Consider the first program, exp1.cc. Examine it. If you see a problem with it, do not shout it out—it’s not a contest:
% cat exp1.cc
Compile the first program:
% g++ exp1.cc
Run it. All appears well:
% ./a.out
Run it again with valgrind:
% valgrind ./a.out
Amongst all that, you see the distressing
message definitely lost: 100 bytes in 1 blocks
and the instruction
Rerun with --leak-check=full to see details of leaked memory
.
Do so:
% valgrind --leak-check=full ./a.out
That’s still quite noisy; use the -q
(quiet) option:
% valgrind -q --leak-check=full ./a.out
That last line isn’t very helpful. Recompile with -g
(debug information)
so that valgrind can pinpoint which line allocated the leaked memory,
and re-run valgrind:
% g++ -g exp1.cc % valgrind -q --leak-check=full ./a.out
The problem, of course, is that 100 bytes were allocated, but never
deallocated. Add code to exp1.cc
to deallocate the memory,
recompile and run with valgrind to show that the memory is now
properly deallocated.
Compile and run exp2.cc
:
% g++ -g exp2.cc % ./a.out
It seems to run just fine, but the code is clearly flawed. What’s the problem? Why didn’t you get a segmentation fault?
Now, run it with valgrind:
% valgrind -q --leak-check=full ./a.out
Read and understand the messages.
Compile and run exp3.cc
through exp6.cc
with valgrind,
and understand the problems.
Compile and run exp7.cc
, with valgrind, and understand the problem.
Note that when you run the program
without valgrind, the memory allocation library is smart enough
to detect that something bad has occurred.
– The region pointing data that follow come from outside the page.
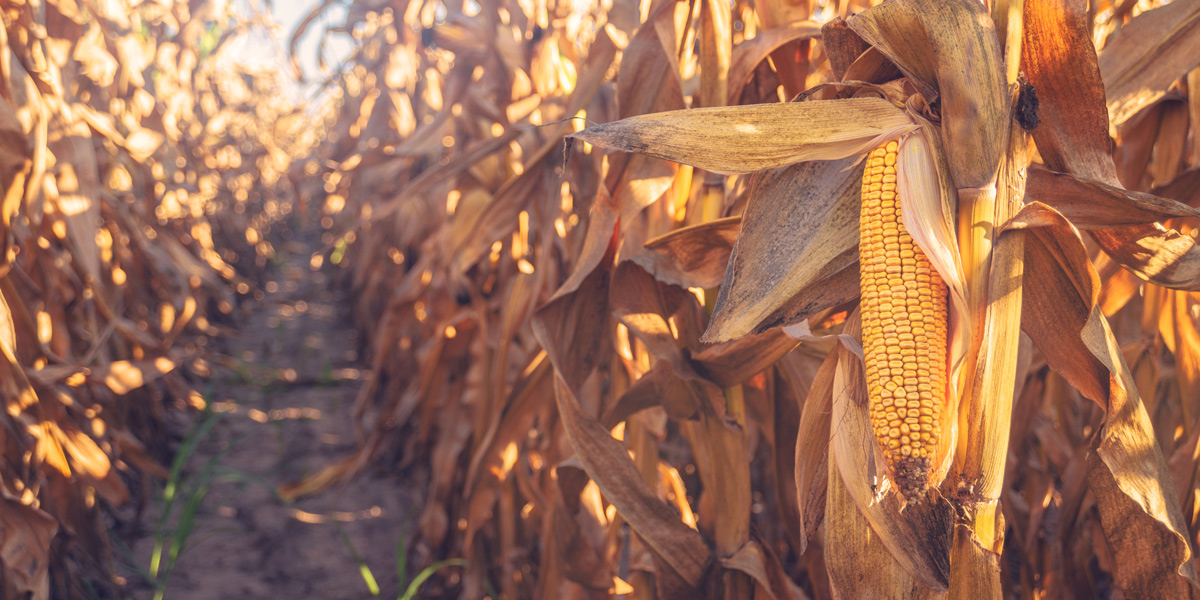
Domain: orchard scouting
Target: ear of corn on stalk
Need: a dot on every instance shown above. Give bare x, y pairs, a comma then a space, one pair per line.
905, 322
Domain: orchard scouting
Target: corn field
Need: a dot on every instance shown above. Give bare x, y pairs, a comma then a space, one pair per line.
730, 299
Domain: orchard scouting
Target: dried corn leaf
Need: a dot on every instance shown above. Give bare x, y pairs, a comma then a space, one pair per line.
748, 138
610, 467
1127, 473
951, 52
793, 245
1147, 55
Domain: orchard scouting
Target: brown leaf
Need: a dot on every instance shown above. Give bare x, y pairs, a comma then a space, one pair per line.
609, 465
798, 234
1146, 55
754, 561
918, 538
1092, 204
1059, 59
735, 361
749, 54
571, 325
25, 535
843, 46
949, 49
1127, 472
748, 138
693, 257
813, 450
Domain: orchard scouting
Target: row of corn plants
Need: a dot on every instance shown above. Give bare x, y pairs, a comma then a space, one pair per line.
141, 173
778, 299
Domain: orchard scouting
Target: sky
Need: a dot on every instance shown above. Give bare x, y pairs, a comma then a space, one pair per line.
259, 49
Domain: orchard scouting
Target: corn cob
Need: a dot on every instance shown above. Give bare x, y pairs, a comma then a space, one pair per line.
904, 331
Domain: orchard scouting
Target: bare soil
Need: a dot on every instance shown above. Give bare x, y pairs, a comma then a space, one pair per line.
286, 384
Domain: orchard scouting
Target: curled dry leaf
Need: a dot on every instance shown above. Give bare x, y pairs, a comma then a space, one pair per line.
1127, 473
748, 138
796, 252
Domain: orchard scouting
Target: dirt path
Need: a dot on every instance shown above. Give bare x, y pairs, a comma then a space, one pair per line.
285, 387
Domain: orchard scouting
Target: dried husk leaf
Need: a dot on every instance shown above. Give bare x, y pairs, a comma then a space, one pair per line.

However, valgrind’s error
message is much better than the message without valgrind.
Compile and run exp8.cc
, with valgrind, and understand the problem.
Looks like valgrind can’t find all problems!
Modify exp7.cc so that the memory allocation library doesn’t detect the problem, but that valgrind does. If you manage this, let me know what you did!
Convince the TA that you understand all this.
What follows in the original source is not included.